We must fall back on our systems to remove the emotional investment decisions.
This could be in the form of automatic sales if a position drops too much after investment. It could be price guardrails that automatically trim overweight positions and add to underweight positions. The goal is to reduce how much effort we have to put into a buy or sell decision. The less we have to think about, the less chance we’ll make an emotional decision.
Emotional play in blackjack can bankrupt a player. You’re unlikely to go bankrupt with emotional investing. But it can lead to chronic underperformance. And if you’re investing for retirement, this can cause you to outlive your money. A major personal catastrophe.
Portfolio Management
Professional blackjack players are great portfolio managers.
They make small bets and take small losses when the count isn’t favorable. And they make maximum bets and play as many hands as possible when the count is heavily in their favor.
The biggest deterrent to maximizing long-term wealth is big losses. Like professional blackjack players, we want to minimize our losses and press our winners.
In the book The Art of Execution, Lee Freeman-Shor cites a study that shows taking frequent small losses leads to higher returns.
A study by Professor Frazzini supports the Assassins’ approach too: it shows that the highest investment returns were achieved by those investors that had the highest rate of selling out of losing positions. Those that realised [sic] the least amount of losing positions experienced the lowest returns.
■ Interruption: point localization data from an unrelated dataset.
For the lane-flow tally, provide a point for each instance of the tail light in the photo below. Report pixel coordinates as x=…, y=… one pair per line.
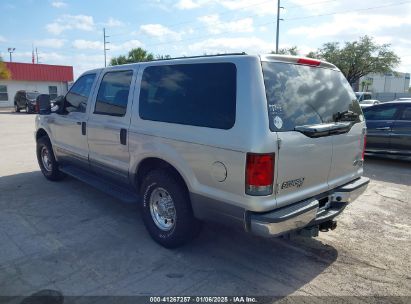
x=259, y=174
x=364, y=146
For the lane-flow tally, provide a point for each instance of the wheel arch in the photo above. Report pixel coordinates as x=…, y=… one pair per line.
x=41, y=133
x=152, y=163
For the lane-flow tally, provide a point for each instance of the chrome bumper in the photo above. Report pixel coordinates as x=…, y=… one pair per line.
x=306, y=213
Going back to building systems, this can mean starting with small starter positions with specific kill criteria to cut any loss early.
Not just a review trigger but an actual sell criterion. A review trigger opens us up to our behavioral biases which can cause us to hold onto a losing position creating a bigger loss.
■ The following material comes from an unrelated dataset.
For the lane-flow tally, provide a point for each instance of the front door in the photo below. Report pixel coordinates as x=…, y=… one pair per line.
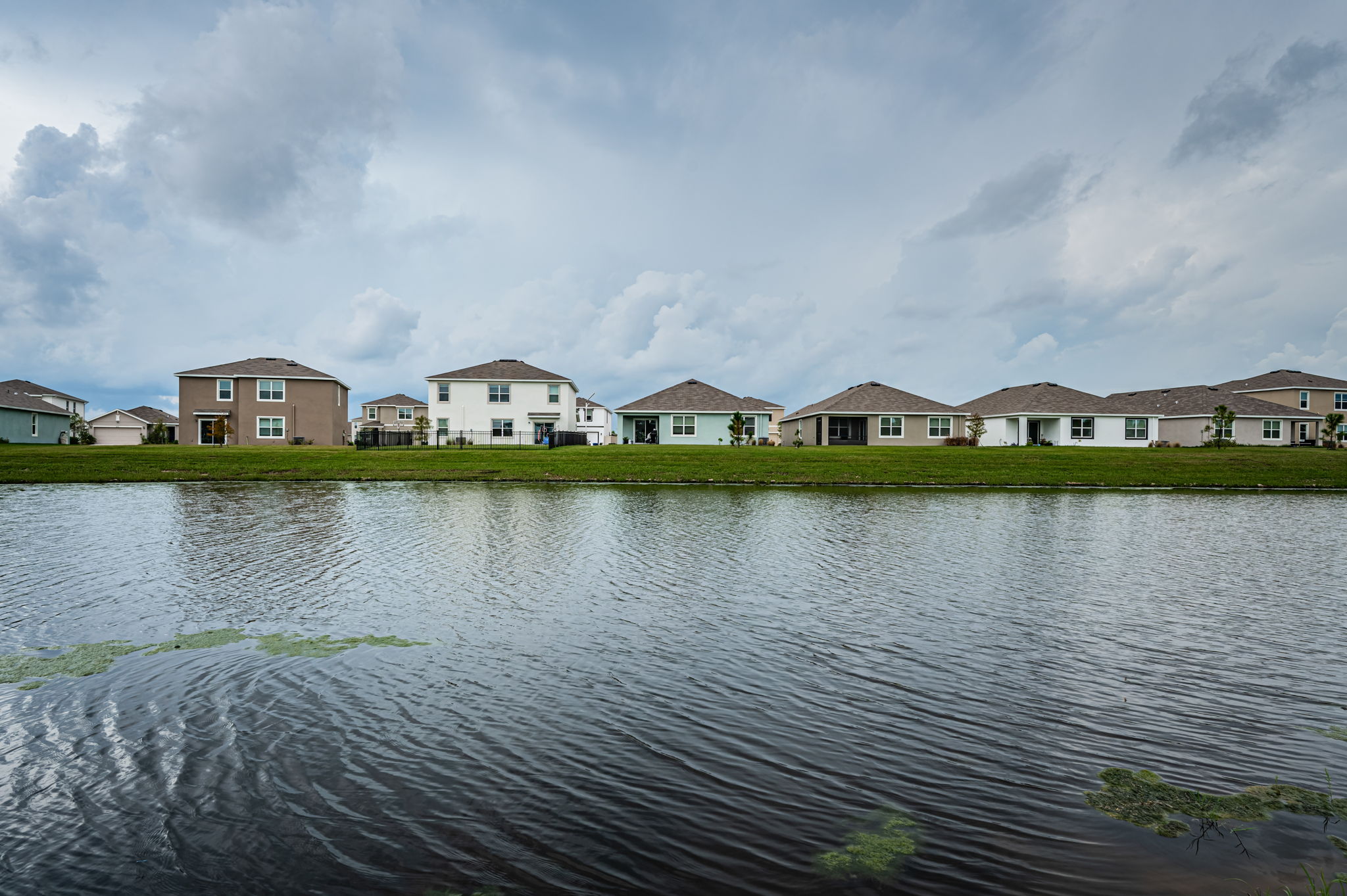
x=647, y=431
The system also needs a trigger to add more money to a winning position. We want to maximize our “bet” size in our winners to generate as much positive return as possible.
The famous poker quote is “You play the players, not the cards.” This is still a good investing metaphor for understanding market sentiment and short-term price action.
But professional blackjack provides a much better example for the process of long-term investing.
How we can build systems to help us exploit small edges over the long term, reduce emotional decisions, and maximize returns when the odds are in our favor?